As the therapy progresses through early-phase clinical trials, Mustang will begin to manufacture batches of the gene therapy from its 27,000 sq. ft. facility in Worcester, Massachusetts, which opened its doors in June this year.

“The manufacturing and supply chain orchestration of the XSCID gene therapy program is a natural fit for our Worcester cell processing facility, as the process is similar to the way in which we are manufacturing our CAR T therapies.

“The starting patient cell population for the XSCID program, which is hematopoietic stem cells (HSCs) in this case rather than T cells for CAR T therapies, will be shipped to our Worcester facility from clinical trial sites,” the firm told BioProcess Insider.

“Mustang will genetically modify the cells at our manufacturing facility to create cells that contain normal copies of the gene that is mutated in XSCID, and then distribute the cells back to the trial sites for reinfusion.”

Gene therapies for the ongoing Phase 1/2 trials are currently being manufactured at St.

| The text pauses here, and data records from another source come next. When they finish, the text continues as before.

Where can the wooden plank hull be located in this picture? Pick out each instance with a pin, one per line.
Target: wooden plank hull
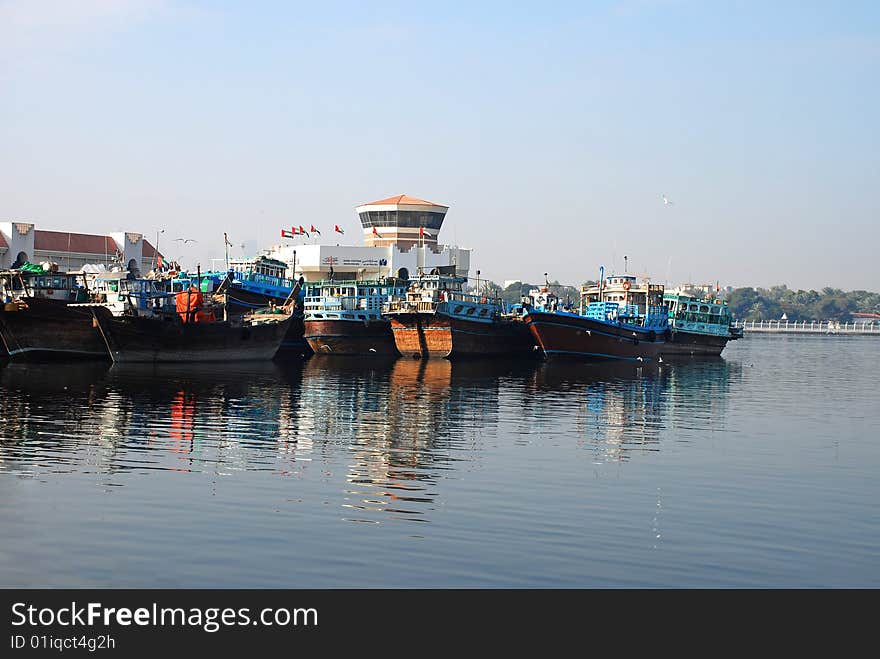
(49, 330)
(440, 335)
(693, 344)
(568, 336)
(152, 340)
(349, 337)
(294, 345)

Jude, Mustang anticipates manufacturing will be transferred to the facility to support clinical development under its own IND beginning in the fourth quarter of 2020.

Medical institution partnerships

The partnership with St. Jude Children’s Research Hospital to develop a lentiviral gene therapy for the disease, commonly known a s bubble boy disease, is the fourth partnership that Mustang, a subsidiary of Fortress Biotech ($FBIO), has secured with a medical institution.

“Our strategy of completing the early stage work at top medical institutions and then filing our own IND down the line is more cost effective and de-risks our CAR T and gene therapy programs,” we were told.

Mustang has inked partnerships with City of Hope, Fred Hutchinson Cancer Research Center and Harvard University / Beth Israel Deaconess Medical Center.